Hotmail has been criticised by a Kaspersky researcher for allowing long passwords to be accessed with the first 16 characters.

Redmond had installed password size limitations for years, but the fact that long passwords were reduced under the radar of account holders appeared to have escaped public notice.
Kaspersky researcher Costin Raiu detailed the risk after he discovered his 30-plus character password was accessible by entering about half of its digits.
Raiu said in a blog post titled “your password was too long, so we fixed it for you” that the change meant his account remained less secure for years.
He said he was shocked when he was prompted to enter only part of his password to gain access.
A reader pointed to a Windows blog in which Microsoft accounts manager Eric Doerr said Redmond’s decision appeared to be due to product compatibility.

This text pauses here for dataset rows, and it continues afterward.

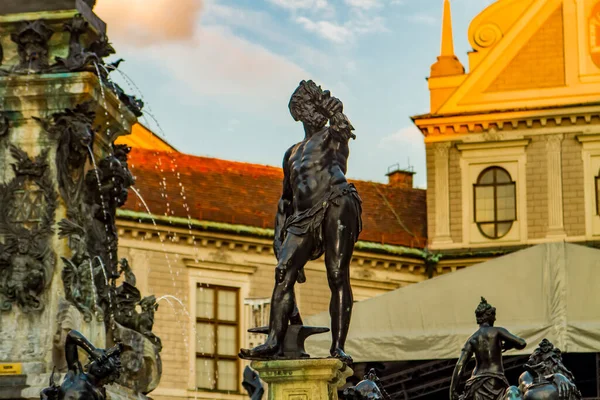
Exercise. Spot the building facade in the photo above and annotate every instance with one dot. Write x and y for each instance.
(199, 236)
(513, 146)
(513, 160)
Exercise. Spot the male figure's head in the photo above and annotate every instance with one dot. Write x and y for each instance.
(485, 313)
(23, 245)
(306, 105)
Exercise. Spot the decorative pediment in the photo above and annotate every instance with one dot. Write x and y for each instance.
(533, 54)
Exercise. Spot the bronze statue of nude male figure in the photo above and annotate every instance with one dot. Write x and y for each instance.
(319, 213)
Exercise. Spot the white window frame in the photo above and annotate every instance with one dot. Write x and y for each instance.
(475, 158)
(206, 276)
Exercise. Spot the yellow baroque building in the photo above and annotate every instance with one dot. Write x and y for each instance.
(513, 145)
(199, 237)
(513, 160)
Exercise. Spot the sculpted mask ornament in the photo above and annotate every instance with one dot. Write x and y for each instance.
(27, 207)
(32, 41)
(80, 59)
(75, 134)
(78, 274)
(128, 298)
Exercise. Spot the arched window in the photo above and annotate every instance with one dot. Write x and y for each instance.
(495, 202)
(597, 194)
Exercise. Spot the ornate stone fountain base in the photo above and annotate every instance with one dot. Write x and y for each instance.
(308, 379)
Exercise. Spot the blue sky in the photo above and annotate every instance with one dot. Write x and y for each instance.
(216, 75)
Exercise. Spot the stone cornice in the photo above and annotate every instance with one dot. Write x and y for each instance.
(191, 228)
(150, 235)
(448, 125)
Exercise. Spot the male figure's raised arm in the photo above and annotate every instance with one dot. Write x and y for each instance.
(511, 341)
(284, 208)
(463, 360)
(75, 340)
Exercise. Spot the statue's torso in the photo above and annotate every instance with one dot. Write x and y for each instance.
(487, 348)
(316, 165)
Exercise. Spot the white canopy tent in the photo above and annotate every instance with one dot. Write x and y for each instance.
(547, 291)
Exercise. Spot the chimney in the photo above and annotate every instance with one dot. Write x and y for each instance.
(400, 178)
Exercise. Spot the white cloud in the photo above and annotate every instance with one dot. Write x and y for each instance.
(421, 18)
(338, 33)
(300, 4)
(363, 4)
(327, 30)
(217, 63)
(134, 21)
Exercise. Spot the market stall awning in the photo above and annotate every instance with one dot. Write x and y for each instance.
(547, 291)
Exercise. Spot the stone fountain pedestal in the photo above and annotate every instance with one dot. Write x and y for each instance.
(306, 379)
(59, 117)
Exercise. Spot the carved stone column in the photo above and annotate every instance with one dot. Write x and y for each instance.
(555, 196)
(307, 379)
(442, 195)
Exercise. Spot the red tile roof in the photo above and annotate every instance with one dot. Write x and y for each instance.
(247, 194)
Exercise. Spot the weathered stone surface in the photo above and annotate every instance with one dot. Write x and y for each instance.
(310, 379)
(24, 6)
(140, 360)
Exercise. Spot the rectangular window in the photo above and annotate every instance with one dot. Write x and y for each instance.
(597, 195)
(217, 338)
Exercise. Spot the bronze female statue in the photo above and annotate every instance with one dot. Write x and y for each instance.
(487, 344)
(85, 383)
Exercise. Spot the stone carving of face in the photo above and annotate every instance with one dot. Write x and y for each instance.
(23, 246)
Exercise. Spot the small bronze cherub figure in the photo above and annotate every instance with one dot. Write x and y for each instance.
(545, 377)
(85, 383)
(487, 344)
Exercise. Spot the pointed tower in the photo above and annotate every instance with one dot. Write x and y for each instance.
(447, 73)
(447, 63)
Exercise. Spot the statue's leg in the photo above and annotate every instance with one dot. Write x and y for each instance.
(295, 253)
(295, 318)
(340, 228)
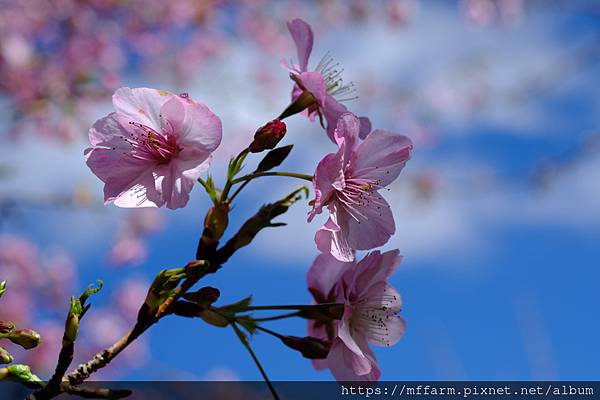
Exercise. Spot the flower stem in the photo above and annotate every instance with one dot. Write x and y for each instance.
(276, 317)
(259, 174)
(240, 157)
(290, 307)
(245, 343)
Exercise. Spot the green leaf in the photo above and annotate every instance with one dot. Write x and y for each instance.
(22, 374)
(262, 219)
(235, 165)
(274, 158)
(248, 324)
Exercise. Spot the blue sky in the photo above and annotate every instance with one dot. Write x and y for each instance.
(499, 277)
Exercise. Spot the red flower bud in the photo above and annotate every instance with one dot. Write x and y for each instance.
(26, 338)
(267, 136)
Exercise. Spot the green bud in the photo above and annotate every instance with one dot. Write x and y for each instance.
(22, 374)
(6, 327)
(26, 338)
(72, 322)
(216, 221)
(5, 357)
(215, 319)
(302, 102)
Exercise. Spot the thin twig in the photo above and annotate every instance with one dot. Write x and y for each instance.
(245, 343)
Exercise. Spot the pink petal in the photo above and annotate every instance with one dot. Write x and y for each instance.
(141, 105)
(138, 192)
(345, 334)
(332, 110)
(201, 129)
(347, 366)
(368, 226)
(173, 187)
(325, 272)
(193, 163)
(108, 131)
(375, 268)
(346, 133)
(365, 127)
(395, 325)
(382, 156)
(332, 239)
(303, 37)
(318, 331)
(315, 84)
(172, 114)
(329, 175)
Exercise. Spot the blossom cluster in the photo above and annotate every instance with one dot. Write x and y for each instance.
(155, 146)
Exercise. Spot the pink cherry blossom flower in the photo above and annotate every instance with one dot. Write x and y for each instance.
(325, 83)
(371, 308)
(151, 151)
(348, 182)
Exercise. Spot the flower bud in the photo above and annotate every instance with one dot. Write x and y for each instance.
(26, 338)
(22, 374)
(302, 102)
(71, 326)
(6, 327)
(5, 357)
(267, 136)
(310, 347)
(204, 296)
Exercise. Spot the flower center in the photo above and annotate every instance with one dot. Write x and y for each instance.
(149, 145)
(371, 316)
(360, 194)
(333, 79)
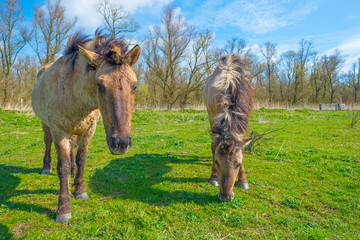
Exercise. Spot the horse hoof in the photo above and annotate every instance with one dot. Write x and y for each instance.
(81, 196)
(46, 172)
(63, 218)
(214, 182)
(244, 186)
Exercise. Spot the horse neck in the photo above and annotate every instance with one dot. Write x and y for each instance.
(83, 88)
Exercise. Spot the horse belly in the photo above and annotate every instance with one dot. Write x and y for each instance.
(38, 102)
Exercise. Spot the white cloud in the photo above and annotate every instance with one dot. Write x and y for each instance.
(89, 18)
(258, 16)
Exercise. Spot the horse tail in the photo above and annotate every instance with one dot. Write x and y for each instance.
(236, 95)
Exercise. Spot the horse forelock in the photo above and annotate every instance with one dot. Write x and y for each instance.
(112, 50)
(236, 101)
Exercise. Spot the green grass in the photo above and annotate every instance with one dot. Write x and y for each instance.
(303, 185)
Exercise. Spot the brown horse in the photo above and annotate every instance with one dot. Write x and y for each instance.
(69, 97)
(228, 96)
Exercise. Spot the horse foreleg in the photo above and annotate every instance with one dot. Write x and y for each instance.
(47, 158)
(242, 178)
(83, 143)
(62, 145)
(73, 154)
(213, 178)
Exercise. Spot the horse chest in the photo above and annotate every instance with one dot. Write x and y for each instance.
(77, 124)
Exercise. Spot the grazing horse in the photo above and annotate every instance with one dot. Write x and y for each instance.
(93, 77)
(228, 96)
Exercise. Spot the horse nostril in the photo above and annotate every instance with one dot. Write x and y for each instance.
(117, 142)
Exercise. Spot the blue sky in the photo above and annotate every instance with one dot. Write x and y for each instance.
(330, 24)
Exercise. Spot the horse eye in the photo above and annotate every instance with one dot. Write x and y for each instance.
(236, 165)
(134, 88)
(100, 87)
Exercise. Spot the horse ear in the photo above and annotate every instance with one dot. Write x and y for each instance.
(93, 58)
(133, 55)
(247, 140)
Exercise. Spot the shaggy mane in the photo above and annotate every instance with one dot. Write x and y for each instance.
(233, 85)
(102, 44)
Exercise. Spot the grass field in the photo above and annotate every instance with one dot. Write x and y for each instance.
(303, 185)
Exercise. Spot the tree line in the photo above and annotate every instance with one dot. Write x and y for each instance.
(176, 59)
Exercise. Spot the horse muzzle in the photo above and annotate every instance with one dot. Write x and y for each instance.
(226, 197)
(119, 145)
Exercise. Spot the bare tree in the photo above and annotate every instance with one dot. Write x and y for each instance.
(13, 38)
(354, 80)
(302, 58)
(51, 28)
(331, 67)
(288, 62)
(268, 52)
(315, 78)
(26, 69)
(295, 68)
(200, 64)
(165, 50)
(117, 20)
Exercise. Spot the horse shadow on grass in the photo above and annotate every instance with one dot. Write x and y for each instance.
(8, 184)
(143, 177)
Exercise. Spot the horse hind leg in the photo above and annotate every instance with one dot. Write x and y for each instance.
(73, 154)
(243, 183)
(213, 178)
(47, 158)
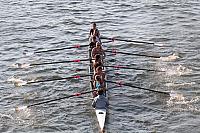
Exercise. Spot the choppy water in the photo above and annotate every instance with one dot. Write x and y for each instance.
(44, 24)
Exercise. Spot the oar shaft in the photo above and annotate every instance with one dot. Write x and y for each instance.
(57, 49)
(58, 62)
(129, 85)
(119, 52)
(128, 67)
(57, 99)
(62, 78)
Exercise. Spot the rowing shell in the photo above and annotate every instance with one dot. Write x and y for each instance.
(100, 113)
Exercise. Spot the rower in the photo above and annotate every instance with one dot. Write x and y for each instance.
(94, 32)
(98, 82)
(93, 42)
(99, 71)
(100, 102)
(97, 62)
(98, 50)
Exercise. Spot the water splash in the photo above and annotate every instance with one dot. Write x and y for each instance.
(176, 70)
(20, 108)
(172, 57)
(159, 44)
(17, 81)
(20, 83)
(178, 102)
(179, 84)
(19, 65)
(28, 53)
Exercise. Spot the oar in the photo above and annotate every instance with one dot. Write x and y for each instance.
(128, 67)
(126, 53)
(52, 100)
(130, 85)
(58, 62)
(19, 65)
(21, 83)
(56, 49)
(125, 40)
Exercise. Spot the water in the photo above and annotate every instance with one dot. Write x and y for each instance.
(45, 24)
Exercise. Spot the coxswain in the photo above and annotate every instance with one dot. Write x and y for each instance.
(98, 50)
(94, 32)
(97, 61)
(99, 71)
(93, 42)
(100, 102)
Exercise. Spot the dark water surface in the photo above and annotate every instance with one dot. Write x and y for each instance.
(34, 25)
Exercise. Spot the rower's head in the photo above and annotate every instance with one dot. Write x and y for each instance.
(94, 25)
(100, 92)
(98, 78)
(94, 38)
(98, 44)
(97, 57)
(99, 69)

He said the company was “working” on password length and noted that for “historical reasons, the password validation logic is decentralised across different products, so it's a bigger change than it should be and takes longer to get to market”.
He noted most attacks were due to phishing which mitigates password security, not brute force attacks which rarely targeted complex passwords.
Microsoft did not explain when asked by Ars Technica why allowable password lengths were shorter than those offered by Gmail and Yahoo! Mail.
Sophos researcher Graham Cluely pointed out in a blog last month on Hotmail’s password limitation that Yahoo allowed passwords up to 32 characters and Google up to a whopping 200 characters.